At last week's mammoth International Builders' Show in Orlando, a prestigious centerpiece model, dubbed the New American Home 2008, was big, really big. It was also billed as eco-friendly, having been packed with various energy efficiency and green features.
The 7,000-square-foot, plantation-style home in a Lake Nona, Fla., subdivision boasted a $4.8-million price tag. "It's too, too big," Ray Accettella, president of the Long Island Builders Institute and an executive at Jarro Building Industries, told Newsday.
The palatial estate includes 2,950 square feet of covered outdoor living space, four bedrooms, including a massive master suite, a second-story game room/theater room, a guest suite and a leisure room with walls that retract and open to a landscaped pool.
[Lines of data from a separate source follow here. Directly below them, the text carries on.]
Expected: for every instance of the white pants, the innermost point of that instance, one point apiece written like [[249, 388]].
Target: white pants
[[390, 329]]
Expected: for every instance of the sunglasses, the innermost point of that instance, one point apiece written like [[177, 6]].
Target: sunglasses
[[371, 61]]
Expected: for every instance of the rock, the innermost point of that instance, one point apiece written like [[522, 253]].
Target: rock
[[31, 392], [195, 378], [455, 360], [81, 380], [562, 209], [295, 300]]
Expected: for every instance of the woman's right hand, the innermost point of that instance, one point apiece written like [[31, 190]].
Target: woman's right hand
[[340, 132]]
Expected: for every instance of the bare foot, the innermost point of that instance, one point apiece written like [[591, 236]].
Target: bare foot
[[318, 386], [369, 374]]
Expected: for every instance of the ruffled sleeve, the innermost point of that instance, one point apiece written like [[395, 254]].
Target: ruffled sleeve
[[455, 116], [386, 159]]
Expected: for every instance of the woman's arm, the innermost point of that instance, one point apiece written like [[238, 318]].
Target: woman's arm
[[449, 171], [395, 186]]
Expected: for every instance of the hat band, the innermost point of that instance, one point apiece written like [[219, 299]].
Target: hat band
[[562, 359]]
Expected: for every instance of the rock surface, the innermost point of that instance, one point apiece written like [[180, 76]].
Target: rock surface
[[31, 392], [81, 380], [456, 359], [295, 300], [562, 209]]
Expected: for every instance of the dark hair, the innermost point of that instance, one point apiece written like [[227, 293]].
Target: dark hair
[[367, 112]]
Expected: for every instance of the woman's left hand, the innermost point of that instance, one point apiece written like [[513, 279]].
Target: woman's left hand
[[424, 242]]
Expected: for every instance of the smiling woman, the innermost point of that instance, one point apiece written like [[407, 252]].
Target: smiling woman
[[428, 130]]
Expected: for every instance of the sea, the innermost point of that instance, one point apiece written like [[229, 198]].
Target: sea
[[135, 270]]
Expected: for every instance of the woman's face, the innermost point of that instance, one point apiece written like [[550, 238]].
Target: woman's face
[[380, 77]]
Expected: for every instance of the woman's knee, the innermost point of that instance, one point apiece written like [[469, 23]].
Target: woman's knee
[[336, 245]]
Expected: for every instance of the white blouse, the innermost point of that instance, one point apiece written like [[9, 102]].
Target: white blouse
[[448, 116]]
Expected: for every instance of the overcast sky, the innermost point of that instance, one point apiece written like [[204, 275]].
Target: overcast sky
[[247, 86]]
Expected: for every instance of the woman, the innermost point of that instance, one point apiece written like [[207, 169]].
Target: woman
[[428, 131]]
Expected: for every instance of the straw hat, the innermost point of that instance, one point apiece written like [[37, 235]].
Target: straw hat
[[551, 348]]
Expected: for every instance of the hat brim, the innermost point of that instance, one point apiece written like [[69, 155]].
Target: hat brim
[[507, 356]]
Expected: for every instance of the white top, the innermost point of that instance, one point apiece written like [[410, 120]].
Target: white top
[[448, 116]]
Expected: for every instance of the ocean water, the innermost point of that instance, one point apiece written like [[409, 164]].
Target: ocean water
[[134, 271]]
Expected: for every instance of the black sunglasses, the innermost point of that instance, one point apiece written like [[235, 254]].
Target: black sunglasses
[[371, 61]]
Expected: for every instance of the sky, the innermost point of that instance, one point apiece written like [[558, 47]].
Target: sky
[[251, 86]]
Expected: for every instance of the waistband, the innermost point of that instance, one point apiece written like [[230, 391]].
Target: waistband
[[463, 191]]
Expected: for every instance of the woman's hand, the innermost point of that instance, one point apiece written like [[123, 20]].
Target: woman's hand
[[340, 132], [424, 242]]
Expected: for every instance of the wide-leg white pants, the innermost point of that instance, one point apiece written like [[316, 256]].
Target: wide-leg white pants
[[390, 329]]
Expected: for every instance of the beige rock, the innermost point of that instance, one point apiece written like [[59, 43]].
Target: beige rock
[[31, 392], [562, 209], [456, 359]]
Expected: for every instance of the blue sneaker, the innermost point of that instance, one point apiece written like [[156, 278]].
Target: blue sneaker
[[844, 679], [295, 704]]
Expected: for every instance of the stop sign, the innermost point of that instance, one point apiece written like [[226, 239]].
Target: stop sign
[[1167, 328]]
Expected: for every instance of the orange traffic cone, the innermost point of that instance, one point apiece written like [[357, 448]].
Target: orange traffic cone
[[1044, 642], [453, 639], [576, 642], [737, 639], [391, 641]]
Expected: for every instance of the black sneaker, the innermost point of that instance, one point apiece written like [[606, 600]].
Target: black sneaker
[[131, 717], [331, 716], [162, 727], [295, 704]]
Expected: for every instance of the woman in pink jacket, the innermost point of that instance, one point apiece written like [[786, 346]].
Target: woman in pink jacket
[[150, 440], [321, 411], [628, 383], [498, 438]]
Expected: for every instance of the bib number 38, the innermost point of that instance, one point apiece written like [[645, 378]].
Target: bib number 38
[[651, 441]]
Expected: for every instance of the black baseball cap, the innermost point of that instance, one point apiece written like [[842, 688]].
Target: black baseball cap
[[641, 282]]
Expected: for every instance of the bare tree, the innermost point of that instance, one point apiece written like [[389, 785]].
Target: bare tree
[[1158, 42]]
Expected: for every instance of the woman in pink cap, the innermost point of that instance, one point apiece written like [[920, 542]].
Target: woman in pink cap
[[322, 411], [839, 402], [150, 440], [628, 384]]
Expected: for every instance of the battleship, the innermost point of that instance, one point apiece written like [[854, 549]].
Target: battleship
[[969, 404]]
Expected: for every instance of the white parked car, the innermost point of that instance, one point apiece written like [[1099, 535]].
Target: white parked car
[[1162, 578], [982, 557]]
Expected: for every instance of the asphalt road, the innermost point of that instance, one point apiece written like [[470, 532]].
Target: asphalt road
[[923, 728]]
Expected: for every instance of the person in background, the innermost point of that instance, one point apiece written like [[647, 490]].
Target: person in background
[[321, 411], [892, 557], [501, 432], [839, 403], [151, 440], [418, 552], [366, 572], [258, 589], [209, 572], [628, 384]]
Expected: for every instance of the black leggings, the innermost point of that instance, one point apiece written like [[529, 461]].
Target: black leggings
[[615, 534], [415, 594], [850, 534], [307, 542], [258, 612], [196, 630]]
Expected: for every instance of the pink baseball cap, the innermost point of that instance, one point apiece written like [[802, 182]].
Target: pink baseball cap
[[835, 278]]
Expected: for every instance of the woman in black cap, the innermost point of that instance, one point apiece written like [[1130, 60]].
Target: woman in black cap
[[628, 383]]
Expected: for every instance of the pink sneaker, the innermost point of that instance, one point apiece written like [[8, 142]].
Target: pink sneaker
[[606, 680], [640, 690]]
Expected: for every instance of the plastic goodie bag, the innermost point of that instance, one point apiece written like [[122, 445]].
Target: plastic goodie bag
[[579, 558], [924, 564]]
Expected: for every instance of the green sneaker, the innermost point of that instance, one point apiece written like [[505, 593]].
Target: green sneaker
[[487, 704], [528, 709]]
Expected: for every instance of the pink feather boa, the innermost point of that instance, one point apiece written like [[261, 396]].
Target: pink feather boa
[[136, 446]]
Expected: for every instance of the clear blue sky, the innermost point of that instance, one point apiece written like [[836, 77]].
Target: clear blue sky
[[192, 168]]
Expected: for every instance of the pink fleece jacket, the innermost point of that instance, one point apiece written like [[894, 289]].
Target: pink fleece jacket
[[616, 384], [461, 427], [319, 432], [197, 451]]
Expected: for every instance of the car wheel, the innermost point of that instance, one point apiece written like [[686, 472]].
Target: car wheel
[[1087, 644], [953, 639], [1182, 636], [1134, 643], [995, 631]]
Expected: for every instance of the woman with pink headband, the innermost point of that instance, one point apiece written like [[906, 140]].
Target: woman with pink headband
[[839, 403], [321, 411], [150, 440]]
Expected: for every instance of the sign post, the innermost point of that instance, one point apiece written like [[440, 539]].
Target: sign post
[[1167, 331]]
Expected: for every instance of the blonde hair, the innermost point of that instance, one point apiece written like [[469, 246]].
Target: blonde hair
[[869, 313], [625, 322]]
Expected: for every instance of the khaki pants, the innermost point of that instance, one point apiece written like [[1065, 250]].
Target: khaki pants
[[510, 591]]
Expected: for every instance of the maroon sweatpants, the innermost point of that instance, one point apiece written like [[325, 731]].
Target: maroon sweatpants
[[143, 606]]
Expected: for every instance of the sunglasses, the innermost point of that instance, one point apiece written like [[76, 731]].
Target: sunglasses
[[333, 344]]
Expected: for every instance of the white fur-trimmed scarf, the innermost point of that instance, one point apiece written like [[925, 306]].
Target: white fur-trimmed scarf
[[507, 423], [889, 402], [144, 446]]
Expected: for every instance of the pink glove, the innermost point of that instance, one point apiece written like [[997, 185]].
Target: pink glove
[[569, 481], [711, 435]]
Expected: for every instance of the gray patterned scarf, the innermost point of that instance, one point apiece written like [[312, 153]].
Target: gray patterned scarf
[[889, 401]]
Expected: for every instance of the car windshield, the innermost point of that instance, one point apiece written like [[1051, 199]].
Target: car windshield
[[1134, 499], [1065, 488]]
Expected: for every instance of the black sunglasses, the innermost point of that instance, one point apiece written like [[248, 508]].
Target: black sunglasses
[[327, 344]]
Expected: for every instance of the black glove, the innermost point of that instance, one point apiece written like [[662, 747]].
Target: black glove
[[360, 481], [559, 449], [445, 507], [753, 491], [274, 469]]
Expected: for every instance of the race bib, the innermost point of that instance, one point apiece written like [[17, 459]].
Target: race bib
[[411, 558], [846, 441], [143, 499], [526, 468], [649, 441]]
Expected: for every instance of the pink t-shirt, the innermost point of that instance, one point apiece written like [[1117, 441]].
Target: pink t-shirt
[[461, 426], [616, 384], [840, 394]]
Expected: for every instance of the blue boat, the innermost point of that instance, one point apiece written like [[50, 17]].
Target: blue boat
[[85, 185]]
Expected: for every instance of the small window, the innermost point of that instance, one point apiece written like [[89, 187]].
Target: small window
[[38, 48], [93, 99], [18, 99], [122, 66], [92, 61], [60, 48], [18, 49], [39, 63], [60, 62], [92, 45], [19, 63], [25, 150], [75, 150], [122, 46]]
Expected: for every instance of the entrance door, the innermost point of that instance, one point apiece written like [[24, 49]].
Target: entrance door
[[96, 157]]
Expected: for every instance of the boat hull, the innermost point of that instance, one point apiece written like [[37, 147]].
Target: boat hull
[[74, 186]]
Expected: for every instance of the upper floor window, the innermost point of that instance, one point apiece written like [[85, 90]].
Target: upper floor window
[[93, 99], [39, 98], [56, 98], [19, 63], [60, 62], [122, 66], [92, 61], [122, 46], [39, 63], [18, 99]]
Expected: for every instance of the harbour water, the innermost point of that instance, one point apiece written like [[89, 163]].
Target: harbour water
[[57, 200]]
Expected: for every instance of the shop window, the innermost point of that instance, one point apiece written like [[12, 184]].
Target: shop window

In contrast, the first model home in this series, built in 1984 in Houston, was only 1,500 square feet. Experts say the steady march upward in floor space has been driven by the desire to show off as many different features and appliances to viewers as possible. They say model homes have become less about literal examples, and more for inspiring other builders and homebuyers.
On some level that makes sense: it's sort of like high fashion on the runways, which most people can't afford and wouldn't want to wear anyway. But those cutting-edge outfits inspire design down the line to regular-people clothes. But it's also a possibility that enormous show homes contribute to the burgeoning sizes of all our dwellings, which mean more and more resources consumed and bigger and bigger footprints. After walking through a model home, people may feel that smaller just won't do.
In a move that is exciting for the growing world of green building, the New American Home 2008 also boasted eco-friendly features, in the form of solar hot water, high-efficiency mechanical systems and airtight insulation. Energy consumption is cut by 64 percent for cooling, 55 percent for heating and 57 percent for hot water.
The home even earned a gold rating, the highest status in the new National Association of Home Builders' Green Building Program. It's unclear how the house would fare in the U.S. Green Building Council's LEED for Homes program, which does include penalties for large size.
It's exciting that so many leaders of the building and homes industry were exposed to green features at this year's big conference. Hopefully those values will filter down over time, saving consumers money and going lighter on the planet. And hopefully, people won't be compelled to build vastly more space then they really need.
The house pictured is emblematic of today's American dream: big and flashy. Green building is helping many homeowners decrease their footprint, but we should give a thought to size as well.